Your assistant provides you with recent daily historical zero curve data which they obtained from Bloomberg. However, your assistant is unsure how Bloomberg actually computed the zero data. Your Assistant also downloaded historical prices for all the bonds. However they were not sure if you needed dirty prices, clean prices or both.
2. Requirements
a) Estimate the zero curve:
To test the zero curve data provided by your assistant is reasonable, you decide to build the zero curve for one day. Robert Scott from Schroders has provided you with his paper "A real time zero-coupon yield curve cubic spline in Excel" which you will use as a reference to build the zero curve by estimating a McCullough polynomial (section 3 of the paper) using a third order polynomial (ie. a t, t2 and t3 terms).
a) Build the zero curve using this methodology using data on 2nd May 2019. What are the coefficients obtained?
b) Obtain the zero curve provided to you in the "zeroData.csv" file on the same day
c) Plot your zero curve and the zeroData.csv zero curve on the same chart
d) Why might your zero curve look different to the zero curve in zeroData.csv
b) Estimate Bond loadings:
You decide the data provided to you by your assistant is accurate and use this datato determine each bonds price sensitivity to changes in slope, level and curvature.
a) First calculate the slope, level and curvature of the zero curve for each day. (For curvature use this distance between the 10 years spot and what it would be if the zero curve was a straight line)
b) Next you estimate the following two regressions for each of the bonds. Determine if you should use clean or dirty prices for the regressions.
Δprice = α+β1Δlevel + ε (1.1)
Δprice = α + β1Δlevel + β2Δslope +β3Δcurvature + ε (1.2)
c) Discuss if these models are appropriate at explaining returns.
d) Using the results from regression (1.1) plot the bonds β1 against its duration for each of the bonds. Explain why you have the relationship you see. Repeat the process for regression (1.2) for β2 and duration.
e) Only 3 months of data was used for this estimation, explain why using a short window of data is beneficial. What could be one limitation of using only 3 months of data?
c) Portfolio formation and tracking:
You now form two portfolios and decide to track their performance. The first portfolio is optimised to match the duration of the index. The second portfolio is optimised to match your portfolios loadings on slope, level and curvature of the yield curve to be as close as possible to the loadings of the index.

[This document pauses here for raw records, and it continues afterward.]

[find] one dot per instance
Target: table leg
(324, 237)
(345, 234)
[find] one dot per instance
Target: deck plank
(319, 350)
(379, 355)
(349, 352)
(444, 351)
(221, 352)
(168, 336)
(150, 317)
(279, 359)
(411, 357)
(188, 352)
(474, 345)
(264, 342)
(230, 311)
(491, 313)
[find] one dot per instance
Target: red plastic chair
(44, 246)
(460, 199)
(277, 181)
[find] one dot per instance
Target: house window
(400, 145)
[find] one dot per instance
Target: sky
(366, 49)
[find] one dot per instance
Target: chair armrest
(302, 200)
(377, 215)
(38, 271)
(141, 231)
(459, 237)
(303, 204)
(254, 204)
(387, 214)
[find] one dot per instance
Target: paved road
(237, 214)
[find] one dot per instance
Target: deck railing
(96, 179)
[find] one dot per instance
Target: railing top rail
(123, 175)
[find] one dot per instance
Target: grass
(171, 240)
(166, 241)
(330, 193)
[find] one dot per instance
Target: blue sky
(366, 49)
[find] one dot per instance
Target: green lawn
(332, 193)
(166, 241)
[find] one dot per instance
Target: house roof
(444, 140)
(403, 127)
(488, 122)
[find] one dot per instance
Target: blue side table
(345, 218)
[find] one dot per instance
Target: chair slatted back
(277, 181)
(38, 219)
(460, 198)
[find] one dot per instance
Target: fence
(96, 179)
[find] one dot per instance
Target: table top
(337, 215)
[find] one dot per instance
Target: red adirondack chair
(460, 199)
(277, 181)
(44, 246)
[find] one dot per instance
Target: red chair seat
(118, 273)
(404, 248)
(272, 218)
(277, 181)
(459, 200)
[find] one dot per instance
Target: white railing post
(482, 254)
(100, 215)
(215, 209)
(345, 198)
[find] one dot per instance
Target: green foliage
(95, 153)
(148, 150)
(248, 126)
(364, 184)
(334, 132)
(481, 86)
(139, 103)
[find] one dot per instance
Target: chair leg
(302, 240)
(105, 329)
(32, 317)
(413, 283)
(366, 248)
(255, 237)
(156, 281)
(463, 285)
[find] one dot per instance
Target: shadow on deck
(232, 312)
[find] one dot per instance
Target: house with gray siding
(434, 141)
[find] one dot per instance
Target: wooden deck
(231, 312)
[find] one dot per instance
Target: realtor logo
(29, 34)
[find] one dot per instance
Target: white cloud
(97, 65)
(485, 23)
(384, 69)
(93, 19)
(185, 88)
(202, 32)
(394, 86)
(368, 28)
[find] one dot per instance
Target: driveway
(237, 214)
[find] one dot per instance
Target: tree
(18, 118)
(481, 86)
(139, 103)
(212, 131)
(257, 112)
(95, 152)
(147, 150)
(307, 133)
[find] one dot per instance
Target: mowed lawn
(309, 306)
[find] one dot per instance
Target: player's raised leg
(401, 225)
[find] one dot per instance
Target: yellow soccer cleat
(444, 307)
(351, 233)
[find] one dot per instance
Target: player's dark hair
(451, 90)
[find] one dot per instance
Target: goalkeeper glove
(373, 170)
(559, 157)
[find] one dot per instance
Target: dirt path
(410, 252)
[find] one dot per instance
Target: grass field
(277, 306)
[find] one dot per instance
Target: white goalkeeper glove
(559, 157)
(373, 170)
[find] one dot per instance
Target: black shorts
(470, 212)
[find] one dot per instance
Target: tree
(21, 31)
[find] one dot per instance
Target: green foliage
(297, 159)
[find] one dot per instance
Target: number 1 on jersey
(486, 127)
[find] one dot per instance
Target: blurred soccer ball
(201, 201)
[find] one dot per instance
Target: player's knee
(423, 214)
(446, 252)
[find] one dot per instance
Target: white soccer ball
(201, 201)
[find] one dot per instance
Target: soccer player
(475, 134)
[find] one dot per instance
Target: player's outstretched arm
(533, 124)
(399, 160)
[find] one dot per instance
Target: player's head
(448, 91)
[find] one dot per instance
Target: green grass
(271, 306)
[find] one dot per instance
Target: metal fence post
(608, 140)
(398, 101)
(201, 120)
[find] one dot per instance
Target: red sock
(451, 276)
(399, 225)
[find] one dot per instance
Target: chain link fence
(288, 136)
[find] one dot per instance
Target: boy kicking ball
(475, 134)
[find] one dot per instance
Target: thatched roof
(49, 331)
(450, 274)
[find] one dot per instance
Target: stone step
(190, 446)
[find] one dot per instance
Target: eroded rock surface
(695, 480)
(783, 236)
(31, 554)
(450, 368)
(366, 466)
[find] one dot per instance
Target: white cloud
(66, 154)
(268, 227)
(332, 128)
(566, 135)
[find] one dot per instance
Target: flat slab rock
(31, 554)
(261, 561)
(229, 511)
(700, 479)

a) What are the weights for these two portfolios
b) Track the performance of these portfolio fromfor August 2019 and plot their performances relative to the indexes.
c) Calculate the tracking error and explain why there is a difference. Which portfolio would you expect to have a lower tracking error?
Maximum length of assignment: 12 pages excluding cover sheet, title page and appendix.
Formatting requirements: 1.5 line spacing 2 cm margins, 12 pt font.